Personal affairs, journal intime palestinien

Personal affairs

La 12ème édition du Panorama des cinémas du Maghreb et du Moyen-Orient a lieu comme tous les ans au printemps et avant le festival de Cannes. Il se tient en ce moment dans sept salles de cinéma à Paris et en Seine-Saint-Denis, jusqu’au 14 mai.

Cette année la marraine de l’événement est l’actrice et réalisatrice Hiam Abbass. Parmi les films projetés, le premier long métrage de Maha Haj, palestinienne : Personal Affairs.

À Nazareth, ville de naissance de la réalisatrice, un vieux couple vit à côté l’un de l’autre. Leurs enfants sont grands et ailleurs. Tarek et Samar vivent à Ramallah. Hicham lui s’en est allé bien plus loin, en Suède. Leurs quotidiens s’égrainent et au fil des images, nous entrons dans l’existence tranquille de la petite famille . Chacun vaque à ses occupations pendant que le film fait un focus particulier sur leurs relations amoureuses.

Le couple, ou comment être seul à deux

La solitude de chaque protagoniste est frappante, les moments de silence nombreux, de quoi mettre mal à l’aise y compris les spectateurs.

Les premiers personnages sur lesquels l’histoire s’ouvre sont un couple marié qui ne fait pas vraiment rêver. C’est un vieux couple, peut-être la force de l’habitude a-t-elle modifié leurs liens.

Lui ne la remarque pas, bien qu’elle s’affaire pour lui préparer tous ses repas. Dans la première scène, sans la regarder, il demande à sa femme de lui passer le sel. Il lui suffisait de tendre le bras. Elle s’en rend compte, semble irritée mais s’exécute sans un mot.

Plus tard, ce sera à son tour d’être indifférente. Si elle ne le voit pas, elle ne l’entend pas non plus. Toujours en face de son ordinateur lorsqu’il n’est pas en face de son assiette, il lui pose des questions auxquelles elle ne répond jamais. Elle reste assise, tricote sans même lever le regard vers lui. Il semble ne pas comprendre son acharnement à faire comme s’il n’existait pas et s’en plaint régulièrement à ses enfants.
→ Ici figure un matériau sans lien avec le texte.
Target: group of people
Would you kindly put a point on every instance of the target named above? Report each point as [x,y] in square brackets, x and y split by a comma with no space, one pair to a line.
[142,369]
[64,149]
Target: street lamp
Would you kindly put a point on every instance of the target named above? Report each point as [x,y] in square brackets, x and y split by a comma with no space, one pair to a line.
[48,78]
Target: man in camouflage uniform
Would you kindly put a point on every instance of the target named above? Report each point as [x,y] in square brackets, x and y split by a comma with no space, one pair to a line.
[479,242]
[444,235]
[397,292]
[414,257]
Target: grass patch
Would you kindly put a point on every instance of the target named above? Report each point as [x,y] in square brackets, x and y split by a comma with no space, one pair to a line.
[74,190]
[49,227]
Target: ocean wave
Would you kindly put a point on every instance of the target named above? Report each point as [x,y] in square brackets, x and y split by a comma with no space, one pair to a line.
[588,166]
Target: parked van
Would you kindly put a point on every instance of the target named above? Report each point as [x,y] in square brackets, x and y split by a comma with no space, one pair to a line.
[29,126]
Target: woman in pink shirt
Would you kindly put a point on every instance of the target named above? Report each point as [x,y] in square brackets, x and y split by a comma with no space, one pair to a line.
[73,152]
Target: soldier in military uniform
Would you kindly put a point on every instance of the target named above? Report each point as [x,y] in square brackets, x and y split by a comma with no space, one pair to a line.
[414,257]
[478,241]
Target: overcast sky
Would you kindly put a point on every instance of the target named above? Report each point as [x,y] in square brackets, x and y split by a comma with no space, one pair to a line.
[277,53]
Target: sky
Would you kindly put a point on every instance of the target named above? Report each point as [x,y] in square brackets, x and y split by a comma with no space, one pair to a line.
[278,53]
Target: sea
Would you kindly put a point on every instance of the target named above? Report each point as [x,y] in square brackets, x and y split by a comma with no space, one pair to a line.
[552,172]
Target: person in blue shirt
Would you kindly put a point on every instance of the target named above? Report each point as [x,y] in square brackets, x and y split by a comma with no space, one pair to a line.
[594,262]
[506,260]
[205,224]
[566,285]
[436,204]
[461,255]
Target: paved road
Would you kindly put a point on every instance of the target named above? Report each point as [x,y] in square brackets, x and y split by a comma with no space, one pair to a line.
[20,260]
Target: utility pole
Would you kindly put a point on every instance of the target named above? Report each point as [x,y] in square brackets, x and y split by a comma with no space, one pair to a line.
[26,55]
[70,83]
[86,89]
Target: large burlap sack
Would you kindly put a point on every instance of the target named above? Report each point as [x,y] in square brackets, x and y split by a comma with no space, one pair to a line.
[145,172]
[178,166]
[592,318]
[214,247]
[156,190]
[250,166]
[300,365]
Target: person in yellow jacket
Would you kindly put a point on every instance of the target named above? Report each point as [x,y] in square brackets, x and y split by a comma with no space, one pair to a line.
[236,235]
Ceux-ci ne sont guère mieux lotis.

Tarek apparaît coincé et ne sachant comment se comporter en face d’une jeune femme qui a manifestement des sentiments pour lui. Il est prisonnier de son hésitation. Samar, sœur de Tarek, est enceinte. Pragmatique, pour elle s’engager dans une relation est seulement une question de choix. En oublierait-elle que le couple se vit à deux ? Quant à Hicham, loin de la Palestine, il attend ses parents pour leur présenter un conjoint que l’on ne voit jamais.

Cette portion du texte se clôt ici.